Deploy Azure Log Analytics Nozzle for Cloud Foundry system monitoring

Azure Monitor is a service in Azure. It helps you collect and analyze data that is generated from your cloud and on-premises environments.

The Log Analytics Nozzle (the Nozzle) is a Cloud Foundry (CF) component, which forwards metrics from the Cloud Foundry loggregator firehose to Azure Monitor logs. With the Nozzle, you can collect, view, and analyze your CF system health and performance metrics, across multiple deployments.

In this document, you learn how to deploy the Nozzle to your CF environment, and then access the data from the Azure Monitor logs console.

Note

This article was recently updated to use the term Azure Monitor logs instead of Log Analytics. Log data is still stored in a Log Analytics workspace and is still collected and analyzed by the same Log Analytics service. We are updating the terminology to better reflect the role of logs in Azure Monitor. See Azure Monitor terminology changes for details.

Prerequisites

The following steps are prerequisites for deploying the Nozzle.

1. Deploy a CF or Pivotal Cloud Foundry environment in Azure

You can use the Nozzle with either an open source CF deployment or a Pivotal Cloud Foundry (PCF) deployment.

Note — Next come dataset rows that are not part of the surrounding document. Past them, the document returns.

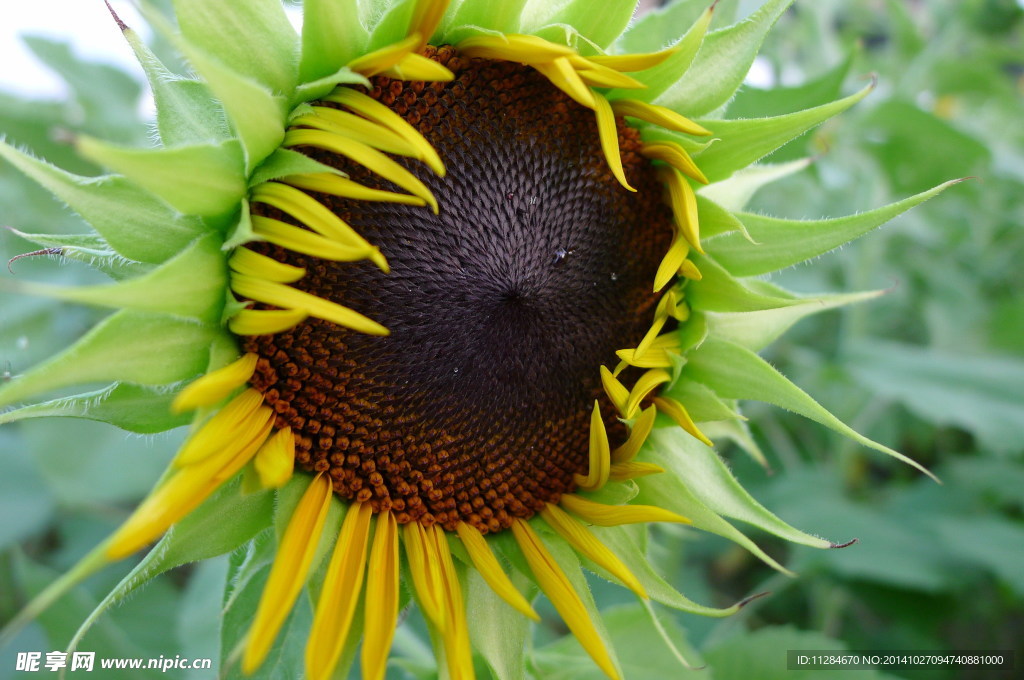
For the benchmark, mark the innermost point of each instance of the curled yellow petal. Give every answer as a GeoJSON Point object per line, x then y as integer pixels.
{"type": "Point", "coordinates": [678, 413]}
{"type": "Point", "coordinates": [289, 571]}
{"type": "Point", "coordinates": [342, 585]}
{"type": "Point", "coordinates": [657, 115]}
{"type": "Point", "coordinates": [489, 568]}
{"type": "Point", "coordinates": [558, 589]}
{"type": "Point", "coordinates": [638, 434]}
{"type": "Point", "coordinates": [608, 132]}
{"type": "Point", "coordinates": [325, 182]}
{"type": "Point", "coordinates": [215, 385]}
{"type": "Point", "coordinates": [364, 155]}
{"type": "Point", "coordinates": [378, 113]}
{"type": "Point", "coordinates": [240, 418]}
{"type": "Point", "coordinates": [587, 544]}
{"type": "Point", "coordinates": [275, 459]}
{"type": "Point", "coordinates": [632, 470]}
{"type": "Point", "coordinates": [600, 454]}
{"type": "Point", "coordinates": [290, 298]}
{"type": "Point", "coordinates": [254, 264]}
{"type": "Point", "coordinates": [382, 593]}
{"type": "Point", "coordinates": [308, 243]}
{"type": "Point", "coordinates": [613, 515]}
{"type": "Point", "coordinates": [265, 322]}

2. Install the CF command-line tools for deploying the Nozzle

The Nozzle runs as an application in CF environment. You need CF CLI to deploy the application.

The Nozzle also needs access permission to the loggregator firehose and the Cloud Controller. To create and configure the user, you need the User Account and Authentication (UAA) service.

Before setting up the UAA command-Line client, ensure that RubyGems is installed.

3. Create a Log Analytics workspace in Azure

You can create the Log Analytics workspace manually or by using a template. The template will deploy a setup of pre-configured KPI views and alerts for the Azure Monitor logs console.

To create the workspace manually:

  1. In the Azure portal, search the list of services in the Azure Marketplace, and then select Log Analytics workspaces.

  2. Select Create, and then select choices for the following items:

    • Log Analytics workspace: Type a name for your workspace.
    • Subscription: If you have multiple subscriptions, choose the one that is the same as your CF deployment.
    • Resource group: You can create a new resource group, or use the same one with your CF deployment.
    • Location: Enter the location.
    • Pricing tier: Select OK to complete.

For more information, see Get started with Azure Monitor logs.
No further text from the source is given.